I chalked it up to being a generational thing. I was getting to be an "old foggy", that just wasn't "hip" to the new culture.
Kind of like reading Cliff Notes, instead of the book. You get all of the information, but miss the experience and pleasure of the book.
This "paying attention to details" difference would explain things like someone prefering "Back To The Future II" to the original (according to Amazon.com there are quite a few.)
The sequel does have more "plot devices" and moves around more between more time periods, and so on.
But, the original is a wonderful cohesive blend of dialog, acting, timing, camera work, music, background music, background detail, and editing and the sequel is really a piece of thrown-together junk by comparison.
"Then ask yourself if you are really experiencing a funny TV show, or are you being cued like a Pavlov dog to find humor where it doesn't really exist. You'll say "yes" I know. Now, extrapolate this to the new crop of movies and start watching for the cues. parsy the poor man's pundit."
The way I explain it to people (or at least try to explain it) is to say "there's a reason they call it 'programming.'"

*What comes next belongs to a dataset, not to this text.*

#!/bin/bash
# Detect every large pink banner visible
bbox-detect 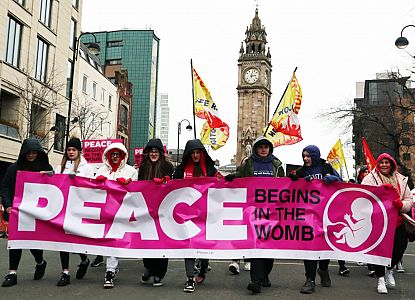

It's hard to understand the Laugh Track without taking stuff like B.F. Skinner into account. Add some Vance Packard and Marshall McLuhan, and pretty soon you'll look at "entertainment" with a new eye. It'll be a bit of a jaundiced eye, and you'll never be able to "enjoy" the "programming" again, but frankly I consider that no more a loss than one would experience by losing "three hots and a cot" when released from prison.